2000 American drama television film

A Storm in Summer is a 2000 American made-for-television drama film directed by Robert Wise and starring Peter Falk, Andrew McCarthy, Nastassja Kinski, and Ruby Dee. The film premiered on Showtime on February 27, 2000. It is the last film to be directed by Wise. Rod Serling's original script had previously been adapted as a 1970 television film directed by Buzz Kulik starring Peter Ustinov and N'Gai Dixon, and the filmmakers re-used the same script for this production. Serling's script was posthumously honored with an Emmy nomination and a Writers Guild Award.

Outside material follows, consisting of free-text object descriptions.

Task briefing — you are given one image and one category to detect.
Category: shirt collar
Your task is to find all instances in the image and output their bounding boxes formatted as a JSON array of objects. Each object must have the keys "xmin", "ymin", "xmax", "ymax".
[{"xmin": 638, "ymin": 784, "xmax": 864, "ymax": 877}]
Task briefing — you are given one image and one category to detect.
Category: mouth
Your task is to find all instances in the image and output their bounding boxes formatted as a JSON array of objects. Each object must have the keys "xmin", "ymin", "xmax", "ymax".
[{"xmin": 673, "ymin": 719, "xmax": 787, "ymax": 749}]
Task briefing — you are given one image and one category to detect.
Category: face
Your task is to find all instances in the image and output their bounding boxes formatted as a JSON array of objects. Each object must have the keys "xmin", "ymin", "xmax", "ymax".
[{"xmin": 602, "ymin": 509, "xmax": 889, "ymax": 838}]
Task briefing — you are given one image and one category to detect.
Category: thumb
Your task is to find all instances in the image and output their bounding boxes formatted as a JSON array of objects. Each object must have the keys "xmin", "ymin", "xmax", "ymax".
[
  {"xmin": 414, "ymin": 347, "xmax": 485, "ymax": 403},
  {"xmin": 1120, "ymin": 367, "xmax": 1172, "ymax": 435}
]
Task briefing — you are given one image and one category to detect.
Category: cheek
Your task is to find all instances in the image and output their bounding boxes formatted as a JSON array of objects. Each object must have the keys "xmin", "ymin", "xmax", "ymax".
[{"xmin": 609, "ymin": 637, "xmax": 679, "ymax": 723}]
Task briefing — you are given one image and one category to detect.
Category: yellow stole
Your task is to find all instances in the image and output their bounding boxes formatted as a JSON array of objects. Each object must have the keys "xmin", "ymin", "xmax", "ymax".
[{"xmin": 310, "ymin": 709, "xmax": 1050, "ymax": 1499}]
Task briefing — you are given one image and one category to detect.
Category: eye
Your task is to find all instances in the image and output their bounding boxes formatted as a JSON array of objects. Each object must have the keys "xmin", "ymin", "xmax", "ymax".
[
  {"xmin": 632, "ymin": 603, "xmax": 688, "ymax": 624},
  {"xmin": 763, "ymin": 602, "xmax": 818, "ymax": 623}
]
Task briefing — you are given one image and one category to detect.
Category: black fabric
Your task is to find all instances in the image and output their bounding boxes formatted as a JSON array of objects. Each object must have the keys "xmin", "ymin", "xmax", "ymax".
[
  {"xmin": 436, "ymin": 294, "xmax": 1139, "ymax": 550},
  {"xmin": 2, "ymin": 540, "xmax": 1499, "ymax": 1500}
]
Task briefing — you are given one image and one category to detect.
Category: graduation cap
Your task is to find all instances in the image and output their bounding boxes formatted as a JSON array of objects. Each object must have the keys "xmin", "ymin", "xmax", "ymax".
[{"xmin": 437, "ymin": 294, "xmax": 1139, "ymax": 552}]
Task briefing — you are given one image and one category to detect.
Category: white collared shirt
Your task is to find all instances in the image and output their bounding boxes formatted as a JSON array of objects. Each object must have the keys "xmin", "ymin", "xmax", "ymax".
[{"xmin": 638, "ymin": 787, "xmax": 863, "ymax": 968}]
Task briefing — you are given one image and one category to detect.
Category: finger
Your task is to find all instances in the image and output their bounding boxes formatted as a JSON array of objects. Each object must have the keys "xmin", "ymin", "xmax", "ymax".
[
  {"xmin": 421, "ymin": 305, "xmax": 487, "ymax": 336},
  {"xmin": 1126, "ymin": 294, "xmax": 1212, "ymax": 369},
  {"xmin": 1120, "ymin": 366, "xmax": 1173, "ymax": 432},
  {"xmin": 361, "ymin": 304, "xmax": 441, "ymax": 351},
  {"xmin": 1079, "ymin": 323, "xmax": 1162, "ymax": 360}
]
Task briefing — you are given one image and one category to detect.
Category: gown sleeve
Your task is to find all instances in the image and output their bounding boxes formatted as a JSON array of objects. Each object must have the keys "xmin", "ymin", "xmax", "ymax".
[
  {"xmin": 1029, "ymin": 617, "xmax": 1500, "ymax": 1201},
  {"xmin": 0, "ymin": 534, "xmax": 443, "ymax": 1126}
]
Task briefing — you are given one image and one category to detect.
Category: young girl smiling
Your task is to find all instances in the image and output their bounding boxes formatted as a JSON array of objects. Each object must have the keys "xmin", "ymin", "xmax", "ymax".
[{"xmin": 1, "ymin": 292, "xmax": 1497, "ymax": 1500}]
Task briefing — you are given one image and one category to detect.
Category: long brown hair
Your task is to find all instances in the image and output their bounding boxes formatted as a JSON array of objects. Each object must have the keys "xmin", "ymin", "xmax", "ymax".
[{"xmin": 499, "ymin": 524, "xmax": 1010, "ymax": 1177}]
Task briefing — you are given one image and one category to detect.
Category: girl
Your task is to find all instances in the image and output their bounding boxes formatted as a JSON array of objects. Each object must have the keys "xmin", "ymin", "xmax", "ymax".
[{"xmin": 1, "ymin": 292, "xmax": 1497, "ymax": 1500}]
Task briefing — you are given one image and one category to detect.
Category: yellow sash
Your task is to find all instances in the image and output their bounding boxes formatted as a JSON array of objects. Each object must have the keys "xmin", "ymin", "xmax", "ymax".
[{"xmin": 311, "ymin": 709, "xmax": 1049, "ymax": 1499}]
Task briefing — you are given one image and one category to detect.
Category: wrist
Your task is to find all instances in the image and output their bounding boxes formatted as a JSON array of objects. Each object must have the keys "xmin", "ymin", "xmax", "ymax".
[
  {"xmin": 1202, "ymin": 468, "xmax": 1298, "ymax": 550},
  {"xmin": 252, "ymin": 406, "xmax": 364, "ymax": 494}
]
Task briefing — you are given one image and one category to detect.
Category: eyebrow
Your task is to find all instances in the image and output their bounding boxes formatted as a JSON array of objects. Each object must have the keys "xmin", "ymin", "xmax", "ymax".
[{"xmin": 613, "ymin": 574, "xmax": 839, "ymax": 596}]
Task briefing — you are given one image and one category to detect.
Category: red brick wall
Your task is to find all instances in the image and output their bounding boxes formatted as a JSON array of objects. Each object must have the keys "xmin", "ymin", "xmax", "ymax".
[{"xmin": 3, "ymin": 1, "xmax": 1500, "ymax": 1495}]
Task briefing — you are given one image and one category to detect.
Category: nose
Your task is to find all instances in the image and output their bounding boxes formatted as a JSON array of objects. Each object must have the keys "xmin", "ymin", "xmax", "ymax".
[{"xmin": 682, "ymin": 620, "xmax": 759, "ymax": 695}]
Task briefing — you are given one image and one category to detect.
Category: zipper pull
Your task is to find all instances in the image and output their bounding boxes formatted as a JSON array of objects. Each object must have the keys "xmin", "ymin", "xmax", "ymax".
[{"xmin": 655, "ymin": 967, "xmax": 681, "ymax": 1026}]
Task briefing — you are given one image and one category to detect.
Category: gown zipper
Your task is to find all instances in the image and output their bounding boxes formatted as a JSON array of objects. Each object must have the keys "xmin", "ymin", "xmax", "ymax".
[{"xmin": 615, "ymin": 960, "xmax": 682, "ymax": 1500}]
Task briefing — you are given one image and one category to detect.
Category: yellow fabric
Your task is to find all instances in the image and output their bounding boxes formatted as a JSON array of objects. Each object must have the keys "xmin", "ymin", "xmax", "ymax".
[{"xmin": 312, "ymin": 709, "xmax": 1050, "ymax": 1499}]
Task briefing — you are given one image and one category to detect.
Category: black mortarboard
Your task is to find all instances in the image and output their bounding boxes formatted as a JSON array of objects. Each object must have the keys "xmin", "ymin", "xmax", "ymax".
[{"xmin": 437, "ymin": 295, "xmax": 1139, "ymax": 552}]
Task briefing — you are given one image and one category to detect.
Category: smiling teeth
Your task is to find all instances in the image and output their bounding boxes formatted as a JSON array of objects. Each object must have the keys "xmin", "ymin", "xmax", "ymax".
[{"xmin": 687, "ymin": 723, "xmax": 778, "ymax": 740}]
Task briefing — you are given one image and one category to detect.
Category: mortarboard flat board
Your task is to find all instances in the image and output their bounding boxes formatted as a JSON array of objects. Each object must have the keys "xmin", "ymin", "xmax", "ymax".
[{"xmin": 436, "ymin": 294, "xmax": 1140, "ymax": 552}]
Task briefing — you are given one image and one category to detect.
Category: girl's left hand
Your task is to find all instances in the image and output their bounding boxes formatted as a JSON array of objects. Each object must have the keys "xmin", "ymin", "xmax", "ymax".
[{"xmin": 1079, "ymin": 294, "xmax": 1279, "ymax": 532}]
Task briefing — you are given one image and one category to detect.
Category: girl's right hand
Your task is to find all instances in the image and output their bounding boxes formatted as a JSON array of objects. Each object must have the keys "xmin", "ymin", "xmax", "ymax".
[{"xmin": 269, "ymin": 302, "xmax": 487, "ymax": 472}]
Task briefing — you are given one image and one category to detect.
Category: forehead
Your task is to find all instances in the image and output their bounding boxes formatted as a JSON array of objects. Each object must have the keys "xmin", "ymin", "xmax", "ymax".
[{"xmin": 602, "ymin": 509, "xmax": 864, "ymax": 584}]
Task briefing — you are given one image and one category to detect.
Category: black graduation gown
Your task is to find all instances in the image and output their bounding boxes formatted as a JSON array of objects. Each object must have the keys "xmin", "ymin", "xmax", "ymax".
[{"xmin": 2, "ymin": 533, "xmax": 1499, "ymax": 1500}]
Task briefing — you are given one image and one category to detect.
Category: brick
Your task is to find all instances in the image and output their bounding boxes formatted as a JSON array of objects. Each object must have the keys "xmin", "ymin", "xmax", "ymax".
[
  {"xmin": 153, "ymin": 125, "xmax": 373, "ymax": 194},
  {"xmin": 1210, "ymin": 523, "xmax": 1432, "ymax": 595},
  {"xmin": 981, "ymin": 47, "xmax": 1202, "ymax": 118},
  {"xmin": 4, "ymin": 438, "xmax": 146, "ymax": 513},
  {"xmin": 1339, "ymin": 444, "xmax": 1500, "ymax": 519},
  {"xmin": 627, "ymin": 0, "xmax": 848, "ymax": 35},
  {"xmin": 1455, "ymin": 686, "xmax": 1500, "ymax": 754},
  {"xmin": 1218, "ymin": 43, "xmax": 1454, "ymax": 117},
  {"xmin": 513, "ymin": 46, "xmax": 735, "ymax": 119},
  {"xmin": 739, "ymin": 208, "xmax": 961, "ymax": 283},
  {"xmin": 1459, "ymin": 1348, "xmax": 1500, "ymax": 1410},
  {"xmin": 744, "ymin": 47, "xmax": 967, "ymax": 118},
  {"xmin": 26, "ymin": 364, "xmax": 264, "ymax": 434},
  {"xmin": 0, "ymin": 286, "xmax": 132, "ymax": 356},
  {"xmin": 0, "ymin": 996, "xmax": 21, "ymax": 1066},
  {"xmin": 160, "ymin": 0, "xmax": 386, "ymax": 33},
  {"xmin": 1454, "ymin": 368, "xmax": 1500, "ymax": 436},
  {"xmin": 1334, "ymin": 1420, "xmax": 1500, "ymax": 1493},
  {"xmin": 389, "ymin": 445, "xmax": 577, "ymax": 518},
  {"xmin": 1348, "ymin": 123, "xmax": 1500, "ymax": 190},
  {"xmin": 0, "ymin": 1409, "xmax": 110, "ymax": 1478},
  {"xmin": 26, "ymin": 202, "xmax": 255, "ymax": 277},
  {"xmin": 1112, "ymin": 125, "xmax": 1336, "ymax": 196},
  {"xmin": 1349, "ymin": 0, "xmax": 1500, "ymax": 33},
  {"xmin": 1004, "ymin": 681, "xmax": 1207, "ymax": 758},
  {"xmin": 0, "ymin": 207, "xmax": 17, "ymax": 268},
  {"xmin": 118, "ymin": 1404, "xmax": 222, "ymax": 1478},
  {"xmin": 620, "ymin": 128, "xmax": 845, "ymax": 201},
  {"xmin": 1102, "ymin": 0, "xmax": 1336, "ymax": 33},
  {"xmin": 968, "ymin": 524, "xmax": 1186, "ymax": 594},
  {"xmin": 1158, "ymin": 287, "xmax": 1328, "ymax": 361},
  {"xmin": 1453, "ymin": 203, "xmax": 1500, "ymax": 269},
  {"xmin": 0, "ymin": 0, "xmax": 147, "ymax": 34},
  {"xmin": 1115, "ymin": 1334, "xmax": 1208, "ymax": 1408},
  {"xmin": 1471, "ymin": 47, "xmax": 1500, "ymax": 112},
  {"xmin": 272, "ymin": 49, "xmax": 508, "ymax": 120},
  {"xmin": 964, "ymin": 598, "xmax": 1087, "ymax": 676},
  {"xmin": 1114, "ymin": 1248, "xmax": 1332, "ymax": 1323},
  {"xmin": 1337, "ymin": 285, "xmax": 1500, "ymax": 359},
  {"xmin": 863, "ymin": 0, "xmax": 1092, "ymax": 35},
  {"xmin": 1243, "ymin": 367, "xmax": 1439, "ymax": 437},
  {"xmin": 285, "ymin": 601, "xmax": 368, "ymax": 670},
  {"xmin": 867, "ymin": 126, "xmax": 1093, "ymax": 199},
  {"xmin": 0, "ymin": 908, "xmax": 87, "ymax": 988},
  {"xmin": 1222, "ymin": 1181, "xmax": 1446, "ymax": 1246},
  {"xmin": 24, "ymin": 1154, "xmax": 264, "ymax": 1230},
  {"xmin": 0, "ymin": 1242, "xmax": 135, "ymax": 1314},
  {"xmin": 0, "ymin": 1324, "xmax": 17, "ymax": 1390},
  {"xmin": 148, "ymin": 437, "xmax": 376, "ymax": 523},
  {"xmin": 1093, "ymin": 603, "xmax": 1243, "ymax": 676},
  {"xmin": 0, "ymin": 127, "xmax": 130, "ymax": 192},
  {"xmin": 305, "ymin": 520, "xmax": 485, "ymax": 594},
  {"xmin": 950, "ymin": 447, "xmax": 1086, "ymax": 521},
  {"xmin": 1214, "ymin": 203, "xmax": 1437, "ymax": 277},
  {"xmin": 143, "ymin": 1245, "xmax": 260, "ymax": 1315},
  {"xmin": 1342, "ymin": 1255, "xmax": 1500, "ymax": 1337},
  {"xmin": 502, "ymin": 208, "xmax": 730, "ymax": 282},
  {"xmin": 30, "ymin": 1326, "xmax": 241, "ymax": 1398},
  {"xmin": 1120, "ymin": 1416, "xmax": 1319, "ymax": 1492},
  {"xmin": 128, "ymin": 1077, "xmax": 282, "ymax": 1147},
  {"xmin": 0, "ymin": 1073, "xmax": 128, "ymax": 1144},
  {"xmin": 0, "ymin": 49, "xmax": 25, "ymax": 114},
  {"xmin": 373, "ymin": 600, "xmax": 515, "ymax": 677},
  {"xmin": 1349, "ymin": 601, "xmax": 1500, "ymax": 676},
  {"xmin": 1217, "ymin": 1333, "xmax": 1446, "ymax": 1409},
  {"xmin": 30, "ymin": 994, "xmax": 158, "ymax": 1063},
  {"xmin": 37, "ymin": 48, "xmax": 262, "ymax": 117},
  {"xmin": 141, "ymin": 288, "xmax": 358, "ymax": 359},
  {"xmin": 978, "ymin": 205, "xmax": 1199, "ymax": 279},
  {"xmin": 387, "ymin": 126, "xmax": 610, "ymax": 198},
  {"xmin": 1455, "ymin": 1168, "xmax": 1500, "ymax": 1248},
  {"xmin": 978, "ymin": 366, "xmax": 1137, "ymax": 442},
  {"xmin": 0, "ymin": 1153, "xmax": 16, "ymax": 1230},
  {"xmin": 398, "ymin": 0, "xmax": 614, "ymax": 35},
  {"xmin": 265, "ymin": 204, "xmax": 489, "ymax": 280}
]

Producer Renee Valente won a Daytime Emmy in 2001 for her work on the film.

==Plot==
A lonely, bitter man (Peter Falk) bonds with an inner-city boy (Aaron Meeks) entrusted to his care in upstate New York.

==Cast==
- Peter Falk as Abel Shaddick
- Andrew McCarthy as Stanley
- Nastassja Kinski as Gloria Ross
- Aaron Meeks as Herman D. Washington
- Ruby Dee as Grandmother
- Keith Martin Gordey as Cop
- Ingrid Torrance as Harriet
- Ty Olsson as Biker
- Gillian Barber as Mrs. Parker
- Lillian Carlson as Mrs. Gold

==Accolades==
At the 28th Daytime Emmy Awards, the film was co-winner of the Daytime Emmy Award for Outstanding Children's Special along with Run the Wild Fields. Peter Falk was nominated for Outstanding Performer in a Children's Special but did not win.